O cinema mainstream apresenta uma série de características em comum que são reproduzidas em seus filmes há décadas, levando à consolidação de um modelo de se fazer cinema. Vou elucidar à seguir algumas destas características através da Montagem de Continuidade e do seu uso dos planos, para então mostrar como, a partir da linguagem cinematográfica, o cinema convencional produz um espectador ansioso.
Na linguagem do cinema, um plano pode significar tanto o tipo de enquadramento (plano geral, plano americano, close-up etc.) quanto a extensão do filme entre um corte e outro. Por agora me refiro ao plano na sua segunda acepção. A duração média de um plano no cinema mainstream é de 2,5 segundos: a cada 2,5s há um corte.
Os planos são articulados em uma sequência lógica na montagem (edição). Um filme, portanto, é composto pela montagem deste conjunto de planos. É assim que temos acesso a estória. Porém, eles são tão curtos (2,5s) que o plano em si não importa tanto quanto a sequência dos planos, gerando uma expectativa constante pelo plano a seguir. Quando há o corte e muda-se de plano, muda-se o que estamos vendo, e como estamos vendo (a câmera pode mudar de posição e de enquadramento). Numa cena de diálogo, por exemplo, utiliza-se a linguagem do plano/contraplano - a alternância na montagem para sempre vermos o rosto de quem está falando. Essa é uma das técnicas utilizadas no cinema para guiar o nosso olhar.
Imaginem uma cena onde uma menina entra no seu quarto para pegar seu diário. Primeiro, temos um plano aberto do quarto, para nos ambientar no espaço. Depois um plano médio da menina levantando o travesseiro, pois é embaixo dele que ela guarda o diário. Ao levantar o travesseiro, ela não encontra o diário. Corte para um close-up no rosto atônito da menina. Percebeu como fomos guiados?
Tudo que descrevi até então faz parte do que chamamos de "Montagem de Continuidade", a forma padrão para montar um filme no cinema convencional. Destaquei dois elementos constituintes desta montagem: a duração dos planos (e a alta velocidade dos cortes) e a mudança dos planos (o que vemos e como vemos).
A velocidade dos cortes imprime um ritmo acelerado, gerando expectativa para sabermos o que vem a seguir no próximo plano, que irá nos revelar o significado do que vemos. Sabe quando você, mesmo não gostando do filme, quer ficar até o final para saber o que acontece? Pois bem. Sua cabeça está no futuro, não no presente. E como que o plano seguinte irá nos revelar o significado do que vemos? Guiando nosso olhar, nos conduzindo como se segurasse nossas mãos. Portanto, a montagem de continuidade tem como efeito a criação de um espectador ansioso, tanto pelo próximo plano, como por ter seu olhar direcionado.
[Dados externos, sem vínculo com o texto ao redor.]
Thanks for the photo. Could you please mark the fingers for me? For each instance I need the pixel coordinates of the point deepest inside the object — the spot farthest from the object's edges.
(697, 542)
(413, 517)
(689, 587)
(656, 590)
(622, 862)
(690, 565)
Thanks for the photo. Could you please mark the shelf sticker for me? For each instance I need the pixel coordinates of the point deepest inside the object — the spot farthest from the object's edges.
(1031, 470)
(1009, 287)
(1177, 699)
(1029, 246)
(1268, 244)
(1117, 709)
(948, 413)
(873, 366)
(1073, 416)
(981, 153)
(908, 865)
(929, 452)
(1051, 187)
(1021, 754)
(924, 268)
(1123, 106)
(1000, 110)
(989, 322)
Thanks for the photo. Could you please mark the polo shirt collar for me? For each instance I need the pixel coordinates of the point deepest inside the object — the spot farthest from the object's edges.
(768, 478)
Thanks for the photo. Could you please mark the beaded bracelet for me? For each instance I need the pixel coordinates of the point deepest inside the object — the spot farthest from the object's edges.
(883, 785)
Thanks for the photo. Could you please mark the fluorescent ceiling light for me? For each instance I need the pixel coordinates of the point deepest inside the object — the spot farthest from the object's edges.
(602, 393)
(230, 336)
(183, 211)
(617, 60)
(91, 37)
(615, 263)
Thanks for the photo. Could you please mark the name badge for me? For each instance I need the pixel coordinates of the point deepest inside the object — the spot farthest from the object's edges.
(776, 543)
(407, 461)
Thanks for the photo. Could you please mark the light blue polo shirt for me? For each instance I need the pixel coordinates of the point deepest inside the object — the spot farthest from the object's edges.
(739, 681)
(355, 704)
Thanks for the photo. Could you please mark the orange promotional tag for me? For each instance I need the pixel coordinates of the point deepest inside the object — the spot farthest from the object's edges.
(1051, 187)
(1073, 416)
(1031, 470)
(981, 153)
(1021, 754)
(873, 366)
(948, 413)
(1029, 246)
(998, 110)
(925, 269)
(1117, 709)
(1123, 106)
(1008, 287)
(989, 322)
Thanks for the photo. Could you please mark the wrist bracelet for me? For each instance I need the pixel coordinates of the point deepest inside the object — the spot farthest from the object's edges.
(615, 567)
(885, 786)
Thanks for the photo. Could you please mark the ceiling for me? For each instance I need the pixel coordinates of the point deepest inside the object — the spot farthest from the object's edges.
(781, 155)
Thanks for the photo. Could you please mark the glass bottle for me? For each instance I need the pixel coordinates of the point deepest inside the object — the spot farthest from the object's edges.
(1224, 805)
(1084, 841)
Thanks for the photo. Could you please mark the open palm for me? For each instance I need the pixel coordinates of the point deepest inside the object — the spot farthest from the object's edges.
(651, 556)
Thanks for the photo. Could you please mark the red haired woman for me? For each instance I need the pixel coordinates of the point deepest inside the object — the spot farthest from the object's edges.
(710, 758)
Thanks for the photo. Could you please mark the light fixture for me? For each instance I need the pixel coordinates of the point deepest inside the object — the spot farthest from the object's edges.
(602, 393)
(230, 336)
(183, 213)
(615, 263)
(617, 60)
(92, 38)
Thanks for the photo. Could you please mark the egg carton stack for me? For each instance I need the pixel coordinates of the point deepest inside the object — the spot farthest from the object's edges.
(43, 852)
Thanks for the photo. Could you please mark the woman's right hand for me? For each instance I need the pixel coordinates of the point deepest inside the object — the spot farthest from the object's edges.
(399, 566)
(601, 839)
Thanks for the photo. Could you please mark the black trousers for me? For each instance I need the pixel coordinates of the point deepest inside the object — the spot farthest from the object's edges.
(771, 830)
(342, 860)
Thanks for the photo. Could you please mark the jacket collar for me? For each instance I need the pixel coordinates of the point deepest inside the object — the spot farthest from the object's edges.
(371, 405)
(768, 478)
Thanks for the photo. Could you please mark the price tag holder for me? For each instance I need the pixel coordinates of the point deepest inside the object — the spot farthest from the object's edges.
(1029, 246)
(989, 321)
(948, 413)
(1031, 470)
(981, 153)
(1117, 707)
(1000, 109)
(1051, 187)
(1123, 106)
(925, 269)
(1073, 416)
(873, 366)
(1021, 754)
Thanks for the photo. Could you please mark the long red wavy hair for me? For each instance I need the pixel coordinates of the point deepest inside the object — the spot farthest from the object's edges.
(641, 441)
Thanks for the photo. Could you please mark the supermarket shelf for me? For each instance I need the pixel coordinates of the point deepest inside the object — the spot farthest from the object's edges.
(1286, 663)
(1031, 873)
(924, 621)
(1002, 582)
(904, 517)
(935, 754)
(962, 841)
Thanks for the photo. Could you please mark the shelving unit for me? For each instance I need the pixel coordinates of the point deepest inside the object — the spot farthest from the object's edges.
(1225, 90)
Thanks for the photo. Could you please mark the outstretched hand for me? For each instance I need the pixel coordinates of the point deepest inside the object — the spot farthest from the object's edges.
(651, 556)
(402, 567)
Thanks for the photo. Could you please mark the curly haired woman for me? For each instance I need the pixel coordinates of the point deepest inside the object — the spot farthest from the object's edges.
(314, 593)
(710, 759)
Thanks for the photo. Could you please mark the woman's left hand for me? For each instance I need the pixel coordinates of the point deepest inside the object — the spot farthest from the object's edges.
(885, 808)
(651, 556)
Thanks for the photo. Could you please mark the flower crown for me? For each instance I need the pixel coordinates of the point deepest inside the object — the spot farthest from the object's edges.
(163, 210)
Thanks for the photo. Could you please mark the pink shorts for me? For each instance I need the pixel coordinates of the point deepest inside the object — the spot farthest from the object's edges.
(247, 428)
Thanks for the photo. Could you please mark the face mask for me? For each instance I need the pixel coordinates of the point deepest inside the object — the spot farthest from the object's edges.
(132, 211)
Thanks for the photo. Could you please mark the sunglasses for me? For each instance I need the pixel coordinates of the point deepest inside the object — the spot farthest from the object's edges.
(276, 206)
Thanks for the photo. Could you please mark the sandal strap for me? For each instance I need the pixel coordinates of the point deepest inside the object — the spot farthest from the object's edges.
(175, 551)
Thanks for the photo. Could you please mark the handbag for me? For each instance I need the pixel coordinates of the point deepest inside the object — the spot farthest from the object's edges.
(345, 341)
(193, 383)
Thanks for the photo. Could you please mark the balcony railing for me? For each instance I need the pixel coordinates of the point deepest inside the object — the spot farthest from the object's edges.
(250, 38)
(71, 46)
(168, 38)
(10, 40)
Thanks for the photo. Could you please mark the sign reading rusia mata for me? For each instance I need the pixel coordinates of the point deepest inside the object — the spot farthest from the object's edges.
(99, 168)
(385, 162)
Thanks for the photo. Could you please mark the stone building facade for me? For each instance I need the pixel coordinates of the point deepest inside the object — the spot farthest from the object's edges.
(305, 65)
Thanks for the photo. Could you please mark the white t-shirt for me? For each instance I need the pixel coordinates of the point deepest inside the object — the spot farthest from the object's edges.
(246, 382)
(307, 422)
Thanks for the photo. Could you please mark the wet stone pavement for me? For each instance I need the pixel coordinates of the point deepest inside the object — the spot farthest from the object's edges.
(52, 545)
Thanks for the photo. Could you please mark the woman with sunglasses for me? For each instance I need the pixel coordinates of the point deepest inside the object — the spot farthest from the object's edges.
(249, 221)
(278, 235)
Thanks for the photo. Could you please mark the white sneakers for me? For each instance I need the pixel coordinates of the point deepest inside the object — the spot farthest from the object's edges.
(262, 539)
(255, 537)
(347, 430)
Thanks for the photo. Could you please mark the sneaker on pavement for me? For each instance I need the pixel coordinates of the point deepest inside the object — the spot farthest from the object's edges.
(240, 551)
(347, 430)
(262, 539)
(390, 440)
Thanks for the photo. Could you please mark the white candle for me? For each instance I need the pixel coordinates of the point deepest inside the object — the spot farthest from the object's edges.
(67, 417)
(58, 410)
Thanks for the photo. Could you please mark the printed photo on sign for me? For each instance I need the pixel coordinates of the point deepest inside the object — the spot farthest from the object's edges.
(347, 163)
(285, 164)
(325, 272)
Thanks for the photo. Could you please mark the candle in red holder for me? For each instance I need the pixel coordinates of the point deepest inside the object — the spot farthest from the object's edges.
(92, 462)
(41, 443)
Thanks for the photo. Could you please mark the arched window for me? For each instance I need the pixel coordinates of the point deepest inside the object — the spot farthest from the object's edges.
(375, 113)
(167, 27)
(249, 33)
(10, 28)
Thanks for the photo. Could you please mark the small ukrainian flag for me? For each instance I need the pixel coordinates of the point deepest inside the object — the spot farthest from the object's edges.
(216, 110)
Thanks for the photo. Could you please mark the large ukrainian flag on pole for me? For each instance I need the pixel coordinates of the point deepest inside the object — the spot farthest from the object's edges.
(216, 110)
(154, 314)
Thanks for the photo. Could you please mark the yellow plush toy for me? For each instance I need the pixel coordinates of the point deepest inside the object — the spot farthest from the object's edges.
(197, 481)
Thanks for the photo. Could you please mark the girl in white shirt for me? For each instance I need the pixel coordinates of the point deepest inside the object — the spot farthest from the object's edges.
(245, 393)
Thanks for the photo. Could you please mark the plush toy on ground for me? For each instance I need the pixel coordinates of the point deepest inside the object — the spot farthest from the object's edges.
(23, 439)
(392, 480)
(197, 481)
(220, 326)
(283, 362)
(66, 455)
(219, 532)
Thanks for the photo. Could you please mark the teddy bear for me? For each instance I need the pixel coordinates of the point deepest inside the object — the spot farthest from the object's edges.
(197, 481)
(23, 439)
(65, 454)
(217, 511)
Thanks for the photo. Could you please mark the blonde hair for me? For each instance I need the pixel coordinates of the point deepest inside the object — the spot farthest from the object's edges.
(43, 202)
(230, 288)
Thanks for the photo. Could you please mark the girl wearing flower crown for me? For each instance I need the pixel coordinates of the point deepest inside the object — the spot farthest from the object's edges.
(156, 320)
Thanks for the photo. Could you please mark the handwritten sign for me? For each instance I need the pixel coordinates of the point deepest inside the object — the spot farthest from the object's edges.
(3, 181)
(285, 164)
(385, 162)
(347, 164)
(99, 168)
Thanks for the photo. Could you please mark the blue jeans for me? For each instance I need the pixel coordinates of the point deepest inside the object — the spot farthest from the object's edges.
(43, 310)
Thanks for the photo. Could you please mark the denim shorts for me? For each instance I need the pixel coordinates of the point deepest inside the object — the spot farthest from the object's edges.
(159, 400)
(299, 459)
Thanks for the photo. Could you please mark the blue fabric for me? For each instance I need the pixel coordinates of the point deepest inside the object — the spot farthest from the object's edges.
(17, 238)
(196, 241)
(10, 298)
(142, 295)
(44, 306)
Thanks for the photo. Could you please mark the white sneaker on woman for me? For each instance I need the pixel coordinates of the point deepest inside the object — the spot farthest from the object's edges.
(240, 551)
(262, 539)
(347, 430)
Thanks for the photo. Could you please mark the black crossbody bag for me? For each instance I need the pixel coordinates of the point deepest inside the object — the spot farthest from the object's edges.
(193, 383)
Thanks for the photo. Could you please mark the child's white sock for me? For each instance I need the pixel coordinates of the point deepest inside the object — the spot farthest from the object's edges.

Nesta dinâmica, o espectador nunca está com sua atenção no momento presente, pois sempre ansioso pelo que vem no futuro. E mais: a este espectador é negado autonomia e liberdade, pois ele não tem tempo (2,5s de plano) nem espaço para perscrutar a imagem a seu bel prazer, já que ele é direcionado pela montagem e pelo que os planos dão a ver (campo de visão fechado).
O Slow Cinema trabalha a montagem de outra forma. A duração do plano é longa, pois o que importa é o plano presente, não o plano porvir. O enquadramento costuma ser mais aberto, ampliando nosso campo de visão, já que a cena se desenvolve toda dentro de um mesmo plano, sem cortes para guiar nosso olhar. Assim, o espectador é estimulado a dedicar sua atenção ao tempo presente e a perscrutar livremente a imagem, pois agora tem tempo e espaço para tal. Daí o caráter contemplativo do Slow Cinema.